You're probably always hearing about how you should stay physically active, but did you know that it's just as important to stay mentally active? Staying mentally fit is essential to maintaining a high quality of life.
Like your muscles, your brain needs to do work on a regular basis to stay strong and healthy. Eating a heart healthy diet, and exercising regularly are the first step to a healthy brain because this improves blood flow to the brain.
As we age, our brains naturally lose some of the structures that connect nerve cells to each other, which can slow down some of our thought processes like memory. To counteract this effect, make sure you're doing things every day that engage your memory, critical thinking skills and eye-hand coordination. The following list is a good place to start.
- Do fun crossword puzzles, word jumbles or word finds.
- Play cards or other games. See if you can find a group in your community, (perhaps at a senior center or church) that likes to play card games together.
- Shuffle a deck of cards and focus on how you're shuffling.
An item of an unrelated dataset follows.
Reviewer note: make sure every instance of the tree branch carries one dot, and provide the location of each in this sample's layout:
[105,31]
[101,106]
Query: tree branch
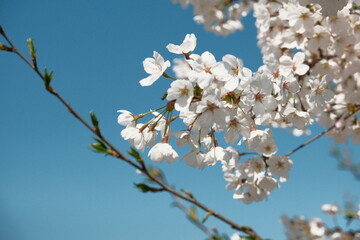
[117,154]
Pay attention to every aspect, noting how your hands are positioned and how the cards move.
- Learn a new phone number each day. Repeatedly pretending to dial the number can help you remember it.
- Memorize lines of poetry or lyrics from a song you like.
- Learn phrases from another language. If you're really ambitious, seek out a foreign language class at a local community college.
- Use your non-dominant hand to write or to use the computer mouse. Try unlocking the door with your non-dominant hand (though certainly not when you're rushing to use the bathroom!).
- Read the newspaper and recount different news stories you found interesting to your friends and families.
- Share jokes with friends. Try to remember new jokes they may tell you.
- Make a to-do list or schedule for the next day. Try to think ahead about what might happen and when.
- Challenge your short-term memory: Pick an event in the recent past, something that happened within the past two weeks. Sit down, close your eyes and picture the event. Think of it as a story with a beginning, middle and end. Try to remember all the details-sights, sounds, smells, dialogue. Replay the story in your head.
- Challenge your long-term memory: Pick a fond memory that's at least five years old. Recreate it in your head as if you were writing your memoir. If the memory is exciting or interesting, imagine you're a news reporter and recall the event in a way that would keep readers or viewers' attention.